Hat jemand ne Idee, wie man das machen kann? So könnte man vllt auch nen Rückspiegel bei einem Autorennen realisiert haben. 

Im Moment fehlen mir leider gerade komplett die IDeen. habe versucht es mit Texturen zu lösen, die ihre Bilddaten von, ja ... der Kamera(2) bekommen, aber das ging garnicht. 

Würde mich sehr freuen, wenn jemand ne gute Idee für mich hat, oder vllt en Link, wo man weiterlesen kann...

Grüße

Stevee


----------



## EgonOlsen (5. Sep 2008)

Du könntest das Bild von Kamera 2 in eine Textur rendern, die dann in der Ansicht von Kamera 1 irgendwo verwendet wird.


----------



## Stevee (5. Sep 2008)

EgonOlsen hat gesagt.:
			
		

> Du könntest das Bild von Kamera 2 in eine Textur rendern, die dann in der Ansicht von Kamera 1 irgendwo verwendet wird.

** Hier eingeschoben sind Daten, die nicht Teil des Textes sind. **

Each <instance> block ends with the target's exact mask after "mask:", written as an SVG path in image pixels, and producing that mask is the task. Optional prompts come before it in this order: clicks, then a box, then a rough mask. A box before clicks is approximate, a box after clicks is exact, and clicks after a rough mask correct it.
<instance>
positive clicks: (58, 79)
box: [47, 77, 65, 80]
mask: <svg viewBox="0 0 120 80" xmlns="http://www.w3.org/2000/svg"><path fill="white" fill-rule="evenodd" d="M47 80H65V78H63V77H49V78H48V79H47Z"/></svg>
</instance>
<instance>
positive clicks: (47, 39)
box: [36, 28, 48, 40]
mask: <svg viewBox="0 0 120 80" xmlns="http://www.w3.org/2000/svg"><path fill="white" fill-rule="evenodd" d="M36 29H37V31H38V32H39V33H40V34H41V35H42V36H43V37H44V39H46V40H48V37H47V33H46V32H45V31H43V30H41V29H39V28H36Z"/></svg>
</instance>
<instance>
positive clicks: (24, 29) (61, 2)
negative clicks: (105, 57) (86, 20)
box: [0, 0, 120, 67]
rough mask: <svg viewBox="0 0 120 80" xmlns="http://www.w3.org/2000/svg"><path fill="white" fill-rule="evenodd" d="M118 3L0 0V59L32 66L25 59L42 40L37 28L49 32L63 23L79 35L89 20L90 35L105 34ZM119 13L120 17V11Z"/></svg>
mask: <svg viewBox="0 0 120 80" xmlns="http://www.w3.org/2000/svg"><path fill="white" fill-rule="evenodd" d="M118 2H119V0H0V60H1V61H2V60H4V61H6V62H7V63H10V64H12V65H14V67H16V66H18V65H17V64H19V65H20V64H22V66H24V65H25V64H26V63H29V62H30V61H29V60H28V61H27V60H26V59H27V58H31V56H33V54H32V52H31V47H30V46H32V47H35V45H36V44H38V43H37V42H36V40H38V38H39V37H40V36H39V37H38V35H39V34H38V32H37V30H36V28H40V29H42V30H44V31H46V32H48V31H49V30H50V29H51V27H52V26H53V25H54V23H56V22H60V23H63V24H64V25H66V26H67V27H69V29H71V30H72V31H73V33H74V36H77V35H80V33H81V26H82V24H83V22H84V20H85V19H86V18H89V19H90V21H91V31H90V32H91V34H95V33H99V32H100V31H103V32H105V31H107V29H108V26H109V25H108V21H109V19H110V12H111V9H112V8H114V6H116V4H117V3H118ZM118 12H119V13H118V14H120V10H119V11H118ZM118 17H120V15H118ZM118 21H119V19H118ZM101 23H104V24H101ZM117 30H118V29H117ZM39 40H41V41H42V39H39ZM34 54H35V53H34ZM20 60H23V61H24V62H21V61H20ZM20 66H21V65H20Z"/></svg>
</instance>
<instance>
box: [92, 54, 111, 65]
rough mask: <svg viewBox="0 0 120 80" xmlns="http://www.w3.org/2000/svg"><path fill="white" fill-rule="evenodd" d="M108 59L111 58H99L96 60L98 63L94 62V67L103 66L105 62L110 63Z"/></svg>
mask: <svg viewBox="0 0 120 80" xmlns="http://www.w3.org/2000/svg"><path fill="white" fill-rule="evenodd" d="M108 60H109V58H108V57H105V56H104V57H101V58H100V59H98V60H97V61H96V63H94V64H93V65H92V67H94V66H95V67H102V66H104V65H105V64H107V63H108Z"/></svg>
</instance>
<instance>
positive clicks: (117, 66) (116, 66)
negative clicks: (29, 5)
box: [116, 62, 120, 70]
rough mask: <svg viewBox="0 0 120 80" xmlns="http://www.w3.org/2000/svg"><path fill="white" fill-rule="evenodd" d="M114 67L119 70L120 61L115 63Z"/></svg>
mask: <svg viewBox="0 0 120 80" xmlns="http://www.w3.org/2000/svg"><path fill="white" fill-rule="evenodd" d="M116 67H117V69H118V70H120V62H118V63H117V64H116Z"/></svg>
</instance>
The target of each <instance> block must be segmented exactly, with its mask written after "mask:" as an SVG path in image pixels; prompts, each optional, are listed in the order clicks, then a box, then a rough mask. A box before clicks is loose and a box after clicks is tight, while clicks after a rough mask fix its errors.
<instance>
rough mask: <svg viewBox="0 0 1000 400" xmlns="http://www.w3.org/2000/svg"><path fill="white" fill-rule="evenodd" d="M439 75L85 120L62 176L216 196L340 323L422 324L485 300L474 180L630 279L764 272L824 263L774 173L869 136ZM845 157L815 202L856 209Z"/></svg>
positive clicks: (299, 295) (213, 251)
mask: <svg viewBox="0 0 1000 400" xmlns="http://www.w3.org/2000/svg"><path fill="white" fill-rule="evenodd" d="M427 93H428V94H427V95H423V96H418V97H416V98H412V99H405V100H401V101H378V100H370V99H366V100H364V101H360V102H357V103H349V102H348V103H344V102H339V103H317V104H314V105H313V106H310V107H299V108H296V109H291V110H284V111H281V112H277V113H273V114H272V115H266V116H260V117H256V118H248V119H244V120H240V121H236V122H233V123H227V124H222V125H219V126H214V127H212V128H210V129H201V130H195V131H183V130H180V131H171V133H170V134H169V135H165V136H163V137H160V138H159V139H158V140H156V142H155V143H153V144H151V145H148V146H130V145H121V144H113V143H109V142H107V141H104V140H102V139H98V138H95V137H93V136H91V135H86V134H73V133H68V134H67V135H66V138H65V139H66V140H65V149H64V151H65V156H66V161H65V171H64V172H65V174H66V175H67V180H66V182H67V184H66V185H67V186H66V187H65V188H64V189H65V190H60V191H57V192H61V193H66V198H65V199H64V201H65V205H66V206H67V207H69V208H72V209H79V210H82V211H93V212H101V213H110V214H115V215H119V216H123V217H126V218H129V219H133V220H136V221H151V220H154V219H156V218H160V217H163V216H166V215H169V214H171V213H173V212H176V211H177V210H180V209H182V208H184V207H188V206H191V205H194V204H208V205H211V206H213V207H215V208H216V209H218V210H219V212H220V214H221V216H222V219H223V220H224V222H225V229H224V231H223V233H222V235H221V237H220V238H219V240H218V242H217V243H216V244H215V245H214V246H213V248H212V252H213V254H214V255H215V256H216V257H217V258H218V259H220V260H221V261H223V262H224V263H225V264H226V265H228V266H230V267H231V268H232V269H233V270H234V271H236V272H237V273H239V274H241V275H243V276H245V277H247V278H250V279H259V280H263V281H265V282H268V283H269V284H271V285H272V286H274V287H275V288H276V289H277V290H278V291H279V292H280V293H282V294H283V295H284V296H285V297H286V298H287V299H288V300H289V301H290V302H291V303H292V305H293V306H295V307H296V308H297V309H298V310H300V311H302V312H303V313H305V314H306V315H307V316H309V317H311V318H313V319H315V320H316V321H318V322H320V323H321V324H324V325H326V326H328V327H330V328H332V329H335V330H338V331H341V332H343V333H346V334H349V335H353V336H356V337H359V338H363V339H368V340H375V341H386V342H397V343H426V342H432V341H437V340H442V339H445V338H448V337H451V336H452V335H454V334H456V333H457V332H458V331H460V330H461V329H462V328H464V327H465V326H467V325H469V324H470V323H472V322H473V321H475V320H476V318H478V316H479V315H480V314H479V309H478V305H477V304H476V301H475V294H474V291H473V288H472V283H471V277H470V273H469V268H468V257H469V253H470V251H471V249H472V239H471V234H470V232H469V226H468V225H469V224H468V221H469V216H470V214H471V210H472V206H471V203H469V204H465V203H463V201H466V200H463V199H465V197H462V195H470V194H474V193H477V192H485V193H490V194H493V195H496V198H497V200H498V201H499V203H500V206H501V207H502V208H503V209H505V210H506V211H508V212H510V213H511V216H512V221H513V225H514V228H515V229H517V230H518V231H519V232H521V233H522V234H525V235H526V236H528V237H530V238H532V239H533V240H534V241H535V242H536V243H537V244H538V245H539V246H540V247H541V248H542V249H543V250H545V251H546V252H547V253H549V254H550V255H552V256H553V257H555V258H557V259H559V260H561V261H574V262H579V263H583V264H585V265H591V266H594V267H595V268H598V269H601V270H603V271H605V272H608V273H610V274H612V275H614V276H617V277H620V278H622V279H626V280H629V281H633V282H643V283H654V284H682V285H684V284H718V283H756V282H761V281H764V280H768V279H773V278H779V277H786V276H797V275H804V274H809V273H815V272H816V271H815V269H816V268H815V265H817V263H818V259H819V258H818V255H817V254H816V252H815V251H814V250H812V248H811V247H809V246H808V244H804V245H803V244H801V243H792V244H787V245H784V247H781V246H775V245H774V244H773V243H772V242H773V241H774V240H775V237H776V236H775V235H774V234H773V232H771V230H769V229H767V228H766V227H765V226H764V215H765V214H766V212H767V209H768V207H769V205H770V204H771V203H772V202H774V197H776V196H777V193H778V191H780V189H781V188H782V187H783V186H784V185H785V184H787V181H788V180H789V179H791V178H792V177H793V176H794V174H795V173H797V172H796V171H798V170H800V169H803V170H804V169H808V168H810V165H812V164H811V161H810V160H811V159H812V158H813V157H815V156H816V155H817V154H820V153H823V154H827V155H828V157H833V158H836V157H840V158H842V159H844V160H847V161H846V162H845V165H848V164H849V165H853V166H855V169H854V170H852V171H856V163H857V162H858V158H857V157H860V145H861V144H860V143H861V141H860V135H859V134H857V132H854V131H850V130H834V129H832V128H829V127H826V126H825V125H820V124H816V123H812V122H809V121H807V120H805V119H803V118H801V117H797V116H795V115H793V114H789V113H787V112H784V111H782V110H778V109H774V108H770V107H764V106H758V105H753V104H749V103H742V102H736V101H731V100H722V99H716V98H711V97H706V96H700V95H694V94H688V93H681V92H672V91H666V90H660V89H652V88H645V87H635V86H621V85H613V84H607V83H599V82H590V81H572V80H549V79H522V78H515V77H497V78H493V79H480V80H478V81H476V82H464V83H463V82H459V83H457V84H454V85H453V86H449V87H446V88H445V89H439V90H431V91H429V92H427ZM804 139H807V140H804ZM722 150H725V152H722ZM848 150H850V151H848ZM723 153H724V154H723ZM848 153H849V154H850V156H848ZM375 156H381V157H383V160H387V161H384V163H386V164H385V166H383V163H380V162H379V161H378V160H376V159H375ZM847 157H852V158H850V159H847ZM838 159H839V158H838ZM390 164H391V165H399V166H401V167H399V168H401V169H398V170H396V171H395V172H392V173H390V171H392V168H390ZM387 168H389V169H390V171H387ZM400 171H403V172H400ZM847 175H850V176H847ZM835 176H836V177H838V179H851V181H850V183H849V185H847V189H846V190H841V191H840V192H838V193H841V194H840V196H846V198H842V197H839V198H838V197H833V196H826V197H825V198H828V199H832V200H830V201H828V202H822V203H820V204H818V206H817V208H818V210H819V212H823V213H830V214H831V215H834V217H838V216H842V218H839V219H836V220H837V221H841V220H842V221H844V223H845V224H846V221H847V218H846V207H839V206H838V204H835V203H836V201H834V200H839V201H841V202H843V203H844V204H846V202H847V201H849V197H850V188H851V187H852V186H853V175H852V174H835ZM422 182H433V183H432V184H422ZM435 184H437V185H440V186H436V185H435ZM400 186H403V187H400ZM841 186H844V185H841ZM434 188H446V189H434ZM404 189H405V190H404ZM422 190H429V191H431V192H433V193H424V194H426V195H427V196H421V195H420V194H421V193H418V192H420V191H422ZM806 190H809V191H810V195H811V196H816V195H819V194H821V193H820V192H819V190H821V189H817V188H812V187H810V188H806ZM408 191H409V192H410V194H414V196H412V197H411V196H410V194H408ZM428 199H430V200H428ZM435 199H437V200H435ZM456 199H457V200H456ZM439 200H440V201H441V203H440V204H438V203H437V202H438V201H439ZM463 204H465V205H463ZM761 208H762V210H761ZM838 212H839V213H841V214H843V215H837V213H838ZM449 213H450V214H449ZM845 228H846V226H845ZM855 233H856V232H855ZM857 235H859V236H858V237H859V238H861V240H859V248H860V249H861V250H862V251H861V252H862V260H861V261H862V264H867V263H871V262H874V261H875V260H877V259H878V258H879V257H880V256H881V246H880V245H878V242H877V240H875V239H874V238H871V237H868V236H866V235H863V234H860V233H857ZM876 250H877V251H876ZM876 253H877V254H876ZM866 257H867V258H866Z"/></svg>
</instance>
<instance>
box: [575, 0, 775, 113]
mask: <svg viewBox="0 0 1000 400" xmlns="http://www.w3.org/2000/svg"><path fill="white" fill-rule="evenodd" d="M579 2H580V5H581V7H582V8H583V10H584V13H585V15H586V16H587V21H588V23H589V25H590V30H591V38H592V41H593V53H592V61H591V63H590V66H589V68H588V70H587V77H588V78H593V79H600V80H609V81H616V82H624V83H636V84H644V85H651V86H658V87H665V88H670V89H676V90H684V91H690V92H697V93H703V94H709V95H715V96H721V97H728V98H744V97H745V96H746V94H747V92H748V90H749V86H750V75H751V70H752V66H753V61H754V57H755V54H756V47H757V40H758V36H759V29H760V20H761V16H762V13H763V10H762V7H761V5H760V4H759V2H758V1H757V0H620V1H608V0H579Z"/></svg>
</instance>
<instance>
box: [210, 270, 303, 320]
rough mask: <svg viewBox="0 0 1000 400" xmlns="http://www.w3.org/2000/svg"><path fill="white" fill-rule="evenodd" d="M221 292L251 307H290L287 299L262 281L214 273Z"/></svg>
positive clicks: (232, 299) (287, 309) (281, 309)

Das klingt nach ner guten Idee. Kannst Du mir noch verraten, wo ich weiteres zum Rendern eines Kamerabildes in eine Textur lesen kann? 

Texturen "reinkleben" geht mittlerweile ganz gut, aber diese mittels eines Bildes herstellen... Öhm ja, wo müßte ich schauen. 

Danke schonmal 

Stevee


----------



## EgonOlsen (5. Sep 2008)

z.B. findest du hier was: ogltotd.blogspot.com/2006/12/render-to-texture.html

Wenn der Treiber keine FBO (gilt eigentlich nur für alte und für manche Intel-Chips/Treiber) kann, kann man auch direkt in den Framebuffer rendern und die Textur daraus befüllen. Ist aber langsamer. Oder PBuffer, aber die sind gammelig zu benutzen IMHO. FBOs sind einfacher und funktionieren besser.

Edit: Wie das aussieht, kannst z.B. in diesem Video sehen: www.jpct.net/download/window_blinds.zip (etwa kurz vor der Hälfte der Laufzeit im Fernseher).


----------



## Fancy (5. Sep 2008)

Moin,

falls Du ein kurzes jogl Beispiel suchst, sieh mal hier im Forum ein paar Threads weiter unten, da wird in ein fbo gerendert. (OpenGL (JOGL) - Radial Blur Effekt (Glow))

Gruß,
Michael


----------